Les prix du pétrole ont fortement augmenté après des frappes et menaces en mer Rouge, tandis que les tensions Iran-Israël et les décisions de l’OPEP+ pèsent sur le marché mondial.
Les prix du pétrole ont progressé d’environ 5 % lundi, alors que l’aggravation des tensions au Moyen-Orient a ravivé les craintes de perturbations de l’approvisionnement mondial. Toutefois, l’augmentation de la production décidée par l’OPEP+ a contribué à contenir une hausse encore plus importante.
Le Brent, référence internationale, s’échangeait à 97,69 dollars le baril à 09h42 (06h42 GMT), en hausse d’environ 4,9 % par rapport à sa clôture précédente de 93,09 dollars.
Le brut américain West Texas Intermediate (WTI) gagnait quant à lui environ 4,5 %, à 94,49 dollars le baril, contre 90,54 dollars lors de la séance précédente.
Selon les autorités iraniennes, une frappe aérienne israélienne a visé lundi une installation pétrochimique à Mahshahr, dans le sud-ouest de l’Iran, causant des dégâts partiels sur le site.
Valiollah Hayati, vice-gouverneur de la province du Khouzistan chargé des affaires sécuritaires, a indiqué que des projectiles avaient touché la société pétrochimique Karun Mahshahr, endommageant une partie du complexe industriel. Aucune victime n’a été signalée, selon l’agence de presse officielle Mehr.
Parallèlement, des sirènes d’alerte ont retenti dans plusieurs zones du centre et du sud d’Israël après des tirs de missiles en provenance d’Iran, poussant les systèmes de défense israéliens à intercepter les projectiles entrants, a indiqué l’armée israélienne.
Des explosions ont été entendues dans plusieurs régions, notamment à Jérusalem et en Cisjordanie occupée, alors que les opérations d’interception se poursuivaient.
Au cours de la nuit, l’Iran a lancé plusieurs vagues de missiles en direction d’Israël, déclenchant des alertes dans des villes du nord du pays.
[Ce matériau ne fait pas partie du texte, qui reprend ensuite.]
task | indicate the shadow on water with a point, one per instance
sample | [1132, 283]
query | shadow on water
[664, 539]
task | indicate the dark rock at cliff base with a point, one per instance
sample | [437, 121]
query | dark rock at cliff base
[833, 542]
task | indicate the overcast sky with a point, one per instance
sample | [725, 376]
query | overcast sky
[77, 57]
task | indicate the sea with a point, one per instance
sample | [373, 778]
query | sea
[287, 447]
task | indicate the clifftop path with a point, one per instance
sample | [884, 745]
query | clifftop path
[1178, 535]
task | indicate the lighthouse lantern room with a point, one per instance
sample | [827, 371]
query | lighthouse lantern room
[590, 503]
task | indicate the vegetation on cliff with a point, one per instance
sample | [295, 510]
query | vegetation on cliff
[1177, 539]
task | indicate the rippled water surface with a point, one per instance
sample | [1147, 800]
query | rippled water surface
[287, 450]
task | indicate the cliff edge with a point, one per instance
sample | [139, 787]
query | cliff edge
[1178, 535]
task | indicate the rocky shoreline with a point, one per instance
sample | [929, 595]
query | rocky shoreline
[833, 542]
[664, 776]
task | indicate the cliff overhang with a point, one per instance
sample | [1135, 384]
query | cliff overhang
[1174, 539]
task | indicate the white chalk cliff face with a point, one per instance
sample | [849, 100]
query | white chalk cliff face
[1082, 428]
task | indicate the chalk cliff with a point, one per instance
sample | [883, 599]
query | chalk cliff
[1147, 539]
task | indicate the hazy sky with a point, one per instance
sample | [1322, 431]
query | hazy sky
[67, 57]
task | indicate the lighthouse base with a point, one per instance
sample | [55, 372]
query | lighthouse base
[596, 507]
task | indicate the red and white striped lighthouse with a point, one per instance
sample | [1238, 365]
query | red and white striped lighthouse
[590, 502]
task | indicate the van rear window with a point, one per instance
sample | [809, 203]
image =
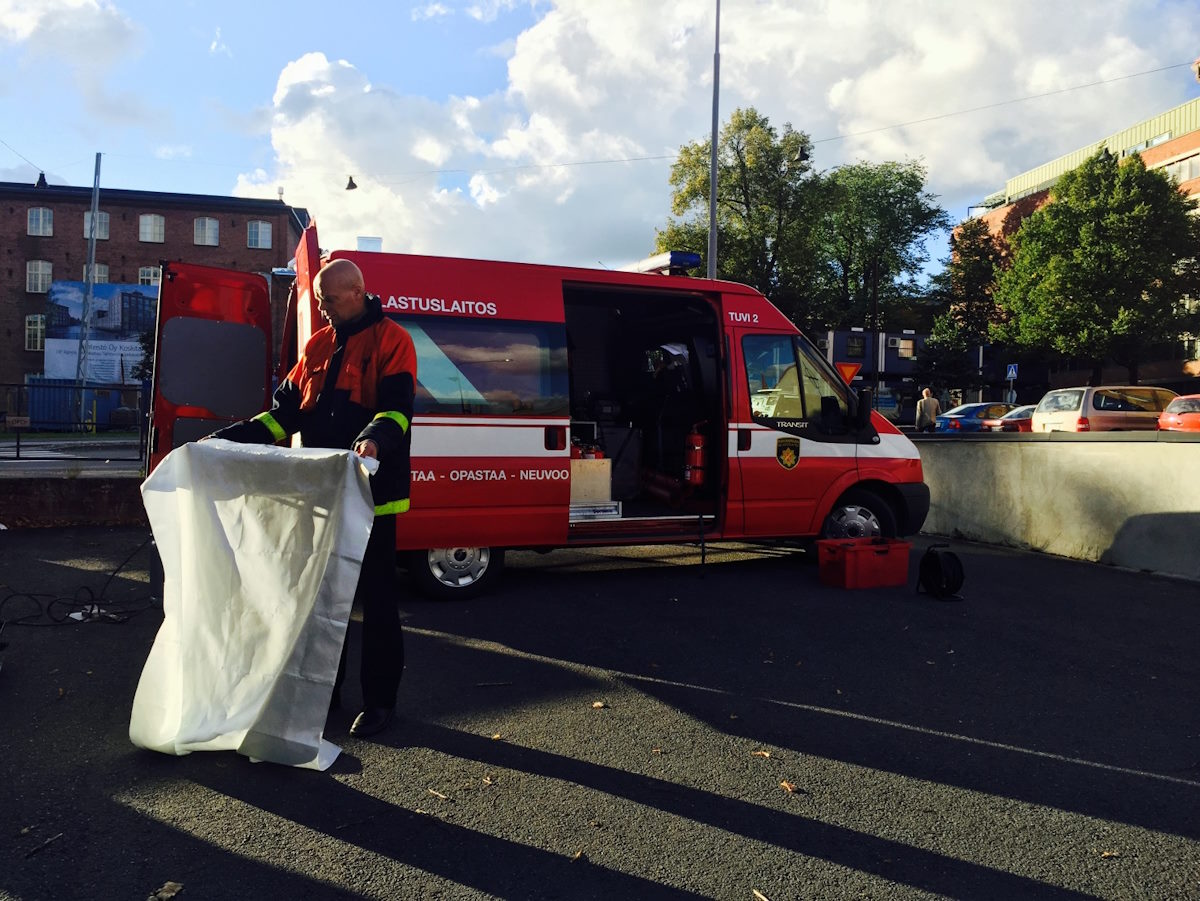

Les autorités israéliennes ont affirmé qu’une dizaine de missiles avaient été tirés, tandis que l’armée a indiqué avoir mené des frappes en représailles dans l’ouest et le centre de l’Iran.
Les tensions régionales s’étendent au-delà de l’Iran et d’Israël
Israël a également fermé temporairement son espace aérien après l’interception d’un missile tiré depuis le Yémen, selon la chaîne Channel 12. L’armée israélienne a précisé que ses systèmes de défense avaient neutralisé le projectile après le déclenchement des sirènes d’alerte dans la région métropolitaine de Tel-Aviv ainsi que dans certaines zones du centre et du sud du pays.
De son côté, le porte-parole militaire des Houthis, Yahya Saree, a annoncé l’interdiction immédiate du passage maritime de tous les navires liés à Israël en mer Rouge.
Les Houthis, soutenus par l’Iran et basés au Yémen, ont également revendiqué une attaque de missile contre Israël et averti que les navires israéliens naviguant en mer Rouge seraient désormais pris pour cible.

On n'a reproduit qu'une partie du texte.